Overview of neural network modeling. The neural network consists of convolutional operators with a half depth-wise convolution layer for binocular comparison that reduces the number of parameters compared to that in a convolutional neural network.

Figure 5 shows a schematic block diagram of the proposed NN. As shown in Fig. 5, the proposed NN is divided into three parts of convolution layers, the fully connected layer, and the classifier. The parts up to the fully connected layer are calculated independently for each plane, and after concatenation, the extracted features are combined and used for prediction. In addition, Supplementary Fig. S1 visualizes the learned convolutional filters of the proposed NN. For simplicity, only the first 10 filters from each CT plane are shown, and the half depthwise convolutional filters are visualized by calculating the average for each of eight-by-eight grid areas.

Figure 5
figure 5

The schematic block diagram of the proposed NN. The size of feature maps and the types of operations for each layer are described sequentially according to the data flow.

NN evaluation

The performance of the proposed NN was evaluated by comparing it with three conventional NNs: GoogLeNet Inception v1 (GoogLeNet), 50-layer Deep Residual Learning (ResNet-50), and 16-layer Very Deep Convolutional Network from Visual Geometry group (VGG-16)25,26,27. The NNs were implemented using the Tensorflow (2.1.0) and Keras (2.3.1) APIs, and overall experiments were executed on a GTX 1080Ti 11 GB GPU. For a fair comparison, we used the well-known Xavier initialization method supported as default in the APIs for all networks28. Specifically, because conventional NNs can train only one of image planes, we reported the performance values for the conventional NNs when CT images in a single plane were used as the input data. Each sample in the ImageNet dataset has 3 channels, which is RGB color scale, on the other hand, each sample of the medical data used in the experiment has 32 input channels. Thus, these convolutional networks were trained from scratch.

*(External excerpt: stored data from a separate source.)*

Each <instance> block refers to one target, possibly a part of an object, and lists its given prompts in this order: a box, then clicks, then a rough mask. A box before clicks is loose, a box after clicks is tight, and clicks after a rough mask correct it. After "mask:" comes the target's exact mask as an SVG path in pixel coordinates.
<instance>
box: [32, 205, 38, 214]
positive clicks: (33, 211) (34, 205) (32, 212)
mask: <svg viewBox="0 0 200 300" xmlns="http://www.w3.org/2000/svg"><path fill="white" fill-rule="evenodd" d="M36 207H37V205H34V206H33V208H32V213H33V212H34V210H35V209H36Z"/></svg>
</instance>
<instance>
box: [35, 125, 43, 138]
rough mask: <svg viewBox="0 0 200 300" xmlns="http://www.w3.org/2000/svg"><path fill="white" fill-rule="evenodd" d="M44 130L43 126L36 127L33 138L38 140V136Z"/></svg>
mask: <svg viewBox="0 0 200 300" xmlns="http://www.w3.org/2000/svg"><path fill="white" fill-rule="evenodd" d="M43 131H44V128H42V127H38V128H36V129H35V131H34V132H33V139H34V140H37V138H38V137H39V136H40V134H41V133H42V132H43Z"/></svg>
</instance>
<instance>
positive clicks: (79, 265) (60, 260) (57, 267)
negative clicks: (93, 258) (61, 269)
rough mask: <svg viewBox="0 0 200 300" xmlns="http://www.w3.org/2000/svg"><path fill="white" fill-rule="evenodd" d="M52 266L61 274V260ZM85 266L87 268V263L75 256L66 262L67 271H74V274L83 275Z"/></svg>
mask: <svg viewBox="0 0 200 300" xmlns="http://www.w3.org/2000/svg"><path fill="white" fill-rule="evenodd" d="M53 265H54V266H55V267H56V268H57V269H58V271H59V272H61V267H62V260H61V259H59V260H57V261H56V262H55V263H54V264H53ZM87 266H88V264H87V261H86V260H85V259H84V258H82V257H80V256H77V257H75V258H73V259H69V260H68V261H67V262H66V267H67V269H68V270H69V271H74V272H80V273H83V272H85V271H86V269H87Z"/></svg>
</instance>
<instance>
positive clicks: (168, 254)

For comparison, three oculoplastic specialists were asked to perform four independent experiments in which they compared three experimental groups with full CT sets without any clinical information, as was done with the proposed and conventional NNs. The final grading was decided by the majority, and the diagnostic performance in terms of the area under the receiver operating characteristic (ROC) curve was compared with that of the proposed NN.

Statistical analysis

All statistical analyses were performed using the open-source software R 3.4.0 (R Foundation for Statistical Computing, Vienna, Austria). The data were expressed as averages with standard deviations for the continuous variables and as sample numbers for the categorical variables. The differences in age, sex, and clinical features between the clinical groups were analyzed by one-way analysis of variance with Games-Howell post-hoc analyses and Pearson’s chi-square test, respectively. A value of p < 0.05 was considered statistically significant. Receiver operating characteristic (ROC) curve analysis was performed to evaluate the diagnostic performances of the various NNs and those of the oculoplastic specialists in terms of area under the ROC curve (AUC).